In the 2023 global automotive chip manufacturers' market share ranking, the top 12 companies are all foreign companies, and they together account for 77.2% of the global market share.
No Chinese chip company has made it onto the list. Chinese automotive chip companies can only occupy 22.8% of the "others" category, with a market share of less than 10%.
In the list, Infineon, NXP, and STMicroelectronics from Europe and the United States are firmly in the top three, with market shares exceeding 10%, and are traditional automotive chip giants. In the field of new energy vehicle chips, Qualcomm and Nvidia basically dominate.
There are two most important chips in new energy vehicles: smart driving chips and smart cockpit chips. In China, these two chips are basically monopolized by Nvidia and Qualcomm.
In terms of intelligent driving chips, NVIDIA's Drive Orin-X chip is far ahead in terms of installed capacity, accounting for 32.6% of the market share.
In the smart cabin chip market, Qualcomm is far ahead with a market share of nearly 60% and very strong dominance. Its Snapdragon series chips have become a selling point for many domestic new energy vehicles.
So much so that there is a saying in the industry: "Nvidia determines China's smart driving, and Qualcomm influences China's smart cockpit."
BYD founder Wang Chuanfu once said: "The first half of new energy vehicles depends on batteries, and the second half will depend on chips."

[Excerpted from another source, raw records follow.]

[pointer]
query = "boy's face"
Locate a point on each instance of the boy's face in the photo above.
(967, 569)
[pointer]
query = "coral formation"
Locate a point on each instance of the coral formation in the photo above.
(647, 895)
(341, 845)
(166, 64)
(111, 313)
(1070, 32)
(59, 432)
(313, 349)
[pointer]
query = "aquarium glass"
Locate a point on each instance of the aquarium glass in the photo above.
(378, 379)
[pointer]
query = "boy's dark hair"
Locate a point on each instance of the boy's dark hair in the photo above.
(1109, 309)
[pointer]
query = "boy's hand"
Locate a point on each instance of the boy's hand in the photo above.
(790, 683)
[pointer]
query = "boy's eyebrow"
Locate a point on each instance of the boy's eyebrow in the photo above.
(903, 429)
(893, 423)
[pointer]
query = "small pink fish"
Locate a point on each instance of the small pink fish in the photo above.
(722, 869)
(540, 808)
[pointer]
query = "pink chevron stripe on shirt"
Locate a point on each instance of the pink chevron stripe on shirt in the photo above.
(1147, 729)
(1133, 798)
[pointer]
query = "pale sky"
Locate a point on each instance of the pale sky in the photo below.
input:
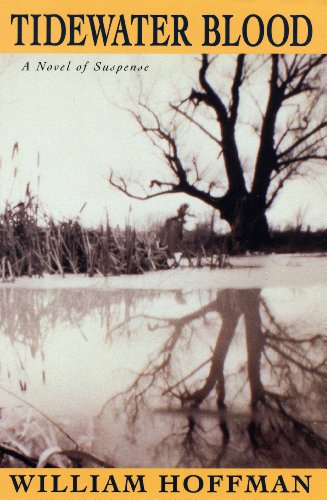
(77, 125)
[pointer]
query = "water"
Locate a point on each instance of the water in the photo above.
(215, 378)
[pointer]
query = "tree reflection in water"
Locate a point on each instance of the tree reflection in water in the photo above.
(282, 425)
(227, 383)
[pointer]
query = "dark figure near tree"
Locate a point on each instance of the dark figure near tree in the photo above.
(290, 130)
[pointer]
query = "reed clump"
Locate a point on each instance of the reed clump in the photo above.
(32, 243)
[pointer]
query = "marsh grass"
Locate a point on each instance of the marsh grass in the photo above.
(32, 243)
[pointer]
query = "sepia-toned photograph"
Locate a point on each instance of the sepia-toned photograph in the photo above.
(163, 260)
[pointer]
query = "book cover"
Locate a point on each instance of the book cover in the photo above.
(162, 249)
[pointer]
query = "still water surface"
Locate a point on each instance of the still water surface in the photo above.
(215, 378)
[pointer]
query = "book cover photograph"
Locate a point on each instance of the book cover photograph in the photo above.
(162, 250)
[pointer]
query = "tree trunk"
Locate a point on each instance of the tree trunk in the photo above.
(248, 222)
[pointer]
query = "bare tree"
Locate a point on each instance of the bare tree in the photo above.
(290, 130)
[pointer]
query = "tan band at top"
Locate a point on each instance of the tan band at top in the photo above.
(163, 26)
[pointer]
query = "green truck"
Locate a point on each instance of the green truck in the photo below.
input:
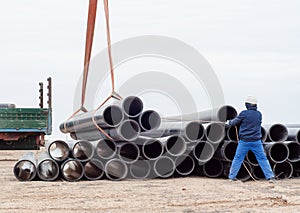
(25, 128)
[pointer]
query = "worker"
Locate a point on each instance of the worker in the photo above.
(249, 139)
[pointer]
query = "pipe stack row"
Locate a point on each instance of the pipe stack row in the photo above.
(141, 145)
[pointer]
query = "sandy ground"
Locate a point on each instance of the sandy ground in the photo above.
(190, 194)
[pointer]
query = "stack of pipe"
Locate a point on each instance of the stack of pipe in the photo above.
(141, 145)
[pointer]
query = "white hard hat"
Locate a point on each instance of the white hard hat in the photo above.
(251, 100)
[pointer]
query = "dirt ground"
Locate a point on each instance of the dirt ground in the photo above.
(190, 194)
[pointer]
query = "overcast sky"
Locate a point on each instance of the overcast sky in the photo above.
(252, 45)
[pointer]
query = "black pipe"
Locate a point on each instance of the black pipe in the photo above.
(215, 132)
(110, 116)
(106, 149)
(58, 150)
(93, 169)
(149, 120)
(277, 152)
(213, 168)
(25, 168)
(116, 169)
(203, 151)
(164, 167)
(72, 170)
(184, 165)
(82, 150)
(175, 145)
(140, 169)
(227, 151)
(132, 106)
(128, 152)
(283, 170)
(47, 168)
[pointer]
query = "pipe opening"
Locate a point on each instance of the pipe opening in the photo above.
(129, 130)
(25, 170)
(132, 106)
(229, 150)
(215, 133)
(203, 151)
(294, 151)
(72, 170)
(251, 158)
(164, 167)
(175, 145)
(278, 152)
(278, 133)
(194, 131)
(129, 152)
(150, 120)
(152, 149)
(213, 168)
(184, 165)
(283, 170)
(93, 170)
(226, 113)
(83, 151)
(48, 170)
(115, 169)
(59, 150)
(140, 169)
(113, 115)
(106, 148)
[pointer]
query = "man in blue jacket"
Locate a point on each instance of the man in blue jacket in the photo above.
(249, 139)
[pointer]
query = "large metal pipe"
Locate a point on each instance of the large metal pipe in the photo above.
(232, 133)
(132, 106)
(294, 134)
(294, 151)
(250, 157)
(93, 169)
(227, 151)
(174, 145)
(277, 133)
(152, 149)
(164, 167)
(116, 169)
(106, 149)
(203, 151)
(258, 173)
(283, 170)
(72, 170)
(58, 150)
(25, 168)
(82, 150)
(140, 169)
(110, 116)
(47, 168)
(184, 164)
(213, 168)
(191, 131)
(277, 152)
(149, 120)
(128, 152)
(221, 113)
(215, 132)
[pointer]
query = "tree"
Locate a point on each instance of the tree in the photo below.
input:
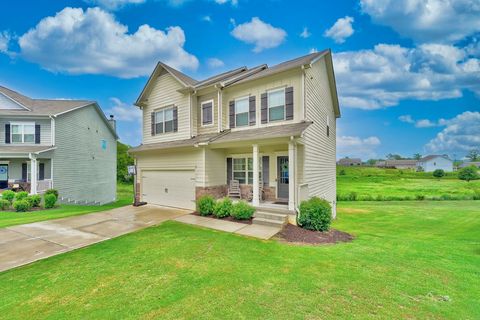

Chips will undoubtedly determine the success of new energy vehicles in the future. Such important core components must not be entirely controlled by foreign companies.
National policy support and market demand stimulation have provided an unprecedented opportunity for domestic substitution. Independent chip companies such as Huawei and Horizon Robotics, and OEMs such as BYD,auspicious、NIOetc. are all working hard on developing their own chips and have made considerable progress.
However, the road to domestic substitution is still full of challenges. To truly achieve a counterattack, the industry needs joint efforts and continuous innovation.